[Focus 3]

More about Distributions

Towards the Normal Distribution (N.D)

[Visit the N.D Interactive Page]

Working with Z-scores

(a note about the Standard Normal distribution)

 

Do be aware that there are a number of other types of distribution besides the normal distribution.

By now, it should be clear that most research data that we handle has a number of characteristics which seem to appear time after time. Firstly, if our data is normally distributed and set at the Interval / Ratio level, then this constitutes parametric data....

Caution ! If you are primarily interested in the analysis of questionnaires, then you are rarely likely to use parametric / normally distributed data in your work.

1) For most of the Interval and Ratio data that you are likely to encounter, the mean is the first focus. Then we examine that data to see if it exhibits (to a greater or lesser extent) a tendency to concentrate on either side of this mean.

2) Remember, if we construct a histogram, the most frequently encountered results often appear about the middle.

3) Less frequently encountered results seem to become less and less common the more we move away from the mean. These less frequently encountered observations / values appear on either side of the mean and are referred to as the 'tails'.

4) If we draw a smooth line through the top and centre of such a histogram, we will produce an approximation to the Normal Distribution curve. There is always only one peak and the shape of the curve is bell-shaped and should be symmetrical.

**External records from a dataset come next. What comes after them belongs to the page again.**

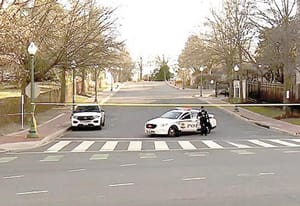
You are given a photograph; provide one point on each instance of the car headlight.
(163, 124)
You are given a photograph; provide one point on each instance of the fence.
(10, 108)
(266, 92)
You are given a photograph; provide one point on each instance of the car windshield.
(92, 108)
(171, 115)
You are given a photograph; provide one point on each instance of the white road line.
(244, 175)
(109, 146)
(186, 145)
(161, 145)
(32, 192)
(212, 144)
(168, 160)
(260, 143)
(99, 157)
(292, 151)
(58, 146)
(242, 146)
(147, 155)
(194, 178)
(284, 143)
(13, 177)
(295, 140)
(121, 184)
(52, 158)
(242, 152)
(7, 159)
(83, 146)
(77, 170)
(127, 165)
(266, 173)
(196, 154)
(135, 146)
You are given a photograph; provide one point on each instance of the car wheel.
(173, 131)
(208, 128)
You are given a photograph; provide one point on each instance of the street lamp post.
(73, 67)
(236, 68)
(32, 49)
(111, 82)
(96, 84)
(201, 83)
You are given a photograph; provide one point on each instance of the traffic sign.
(37, 90)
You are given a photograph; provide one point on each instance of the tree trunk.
(63, 86)
(83, 77)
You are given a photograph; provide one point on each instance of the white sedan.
(88, 115)
(177, 121)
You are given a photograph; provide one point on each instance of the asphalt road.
(208, 175)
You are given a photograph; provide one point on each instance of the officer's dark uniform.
(203, 117)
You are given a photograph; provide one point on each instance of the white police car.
(177, 121)
(88, 115)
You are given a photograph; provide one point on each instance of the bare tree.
(279, 18)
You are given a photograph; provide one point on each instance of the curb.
(36, 144)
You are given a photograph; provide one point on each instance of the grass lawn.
(5, 93)
(267, 111)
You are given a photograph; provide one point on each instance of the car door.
(186, 123)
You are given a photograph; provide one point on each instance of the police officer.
(203, 118)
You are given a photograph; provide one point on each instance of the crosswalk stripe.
(52, 158)
(278, 141)
(109, 146)
(161, 145)
(242, 146)
(99, 156)
(58, 146)
(135, 146)
(83, 146)
(295, 140)
(260, 143)
(212, 144)
(187, 145)
(7, 159)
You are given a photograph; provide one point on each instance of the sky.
(159, 27)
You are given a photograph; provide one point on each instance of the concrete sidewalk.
(54, 123)
(267, 122)
(256, 118)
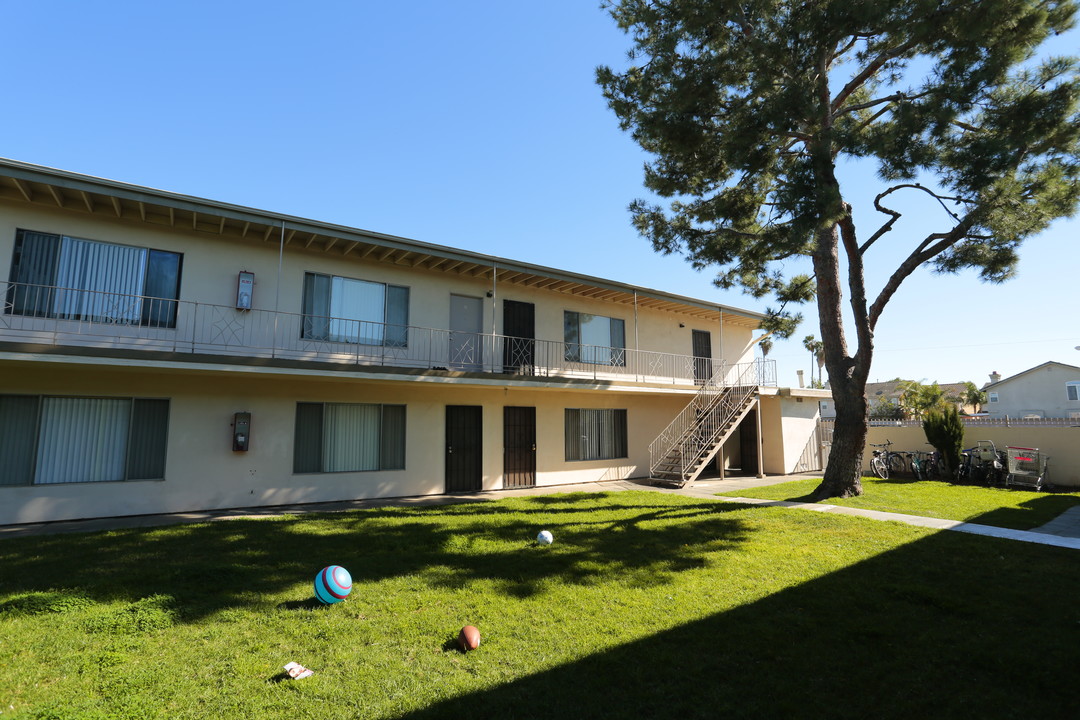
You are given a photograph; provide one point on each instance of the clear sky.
(474, 124)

This chart provides a mathematical model that plots the relative frequency of occurrence (on the Y axis) with the single variable under scrutiny on the X axis.

It may be helpful to think of the normal distribution chart as a special type of histogram where the class intervals are so small that they merge into a continuous pattern.

There are other situations where the mean value is far to the right or left of the centre. (See 'Skewness') Such cases of 'skew' are said to be positive or negative depending on the direction of the skew. 'Positive skew' would mean that the 'peak' of the distribution curve has shifted to the right.

The term 'kurtosis' refers to the 'peakedness' (or flatness) seen at the top of the curve.

Another special case may be highlighted and that is the 'Standard Normal curve' where the 'bell-curve' is perfectly symmetrical about the mean. Also, in this special case, the mean, median and mode will all be equal.

Try this interactive Normal Distribution Curve for yourself..
Don't worry if you don't quite understand it yet!!

 

Virtually all the data sets that are created in the natural world and many in the business world will be normally distributed and whilst it is important to learn about other distributions, for the moment we will concentrate on N.D's.

It is remarkable just how many phenomena in business, nature and life follow this particular pattern of distribution...

*The weights of apples on a tree

*The weights of strawberries in a punnet

*The distances office staff travel to work

* The number of invoices handled by an accounts departments

*The heights of a randomly selected group of people

* The fuel consumption of cars

* The ages of all the people at a football match

* The blood cholesterol levels in a sample of men of similar age.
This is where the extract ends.